In a typical scenario, the targeted entity receives a "spear phishing" e-mail which either contains an infected attachment, or directs the recipient to an infected Website, says the FBI.
The malware contains a key logger for harvesting bank account login information, which is then used to either create another user account or directly initiate funds transfers by masquerading as the legitimate user. These transfers have occurred as both traditional wire transfers and as ACH transfers, says the FBI.
Further reporting has shown that the transfers are directed to the bank accounts of individuals who have been recruited via work-at-home advertisements, or have been contacted after placing resumes on well-known job search Websites. Shortly after funds are received, they are directed to immediately forward most of the money overseas via wire transfer services such as Western Union and Moneygram.
Concern over the upsurge in crybercrime has moved the bank-backed Financial Services Information Sharing and Analysis Centre to issue a confidential alert to members about the dangers posed to small businesses when banking online.

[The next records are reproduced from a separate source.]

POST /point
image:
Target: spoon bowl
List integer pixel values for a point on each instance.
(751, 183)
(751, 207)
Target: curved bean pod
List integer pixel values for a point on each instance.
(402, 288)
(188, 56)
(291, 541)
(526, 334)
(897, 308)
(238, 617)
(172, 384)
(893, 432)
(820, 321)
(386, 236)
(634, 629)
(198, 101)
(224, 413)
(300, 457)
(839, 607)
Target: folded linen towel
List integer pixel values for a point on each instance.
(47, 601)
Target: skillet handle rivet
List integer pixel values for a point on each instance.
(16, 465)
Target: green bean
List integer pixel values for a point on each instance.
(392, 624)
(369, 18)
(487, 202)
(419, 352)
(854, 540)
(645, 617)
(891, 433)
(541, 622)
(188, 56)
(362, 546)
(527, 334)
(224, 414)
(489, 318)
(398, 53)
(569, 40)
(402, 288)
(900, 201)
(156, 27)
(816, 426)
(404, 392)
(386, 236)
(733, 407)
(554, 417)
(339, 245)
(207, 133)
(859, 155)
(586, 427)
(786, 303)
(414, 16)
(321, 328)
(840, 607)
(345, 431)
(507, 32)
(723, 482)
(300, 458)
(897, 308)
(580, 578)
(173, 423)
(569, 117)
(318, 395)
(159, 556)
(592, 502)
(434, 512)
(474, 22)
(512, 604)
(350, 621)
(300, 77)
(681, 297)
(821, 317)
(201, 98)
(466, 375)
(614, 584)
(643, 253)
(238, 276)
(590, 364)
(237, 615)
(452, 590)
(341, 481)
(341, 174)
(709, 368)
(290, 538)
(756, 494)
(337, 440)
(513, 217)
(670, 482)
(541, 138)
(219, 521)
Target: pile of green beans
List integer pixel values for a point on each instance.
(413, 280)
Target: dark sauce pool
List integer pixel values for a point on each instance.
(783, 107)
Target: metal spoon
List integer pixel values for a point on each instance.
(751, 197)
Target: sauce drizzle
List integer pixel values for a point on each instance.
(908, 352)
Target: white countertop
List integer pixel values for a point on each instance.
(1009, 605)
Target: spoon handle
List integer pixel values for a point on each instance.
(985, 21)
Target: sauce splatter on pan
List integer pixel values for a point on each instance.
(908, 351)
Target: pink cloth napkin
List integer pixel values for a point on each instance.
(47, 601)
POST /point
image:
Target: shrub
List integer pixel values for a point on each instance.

The note recommends that commercial banking customers should be induced to "carry out all online activity from a standalone, hardened and locked-down computer from which e-mail and Web browsing is not possible".
Other commentators have even suggested that small businesses close their accounts and open personal accounts instead, which carry more liability guarantees and are not exposed to fraud at the ACH.
The FBI is urging business users of online banking services to contact their financial institution to ensure they are employing all the appropriate security and fraud prevention services their institution offers.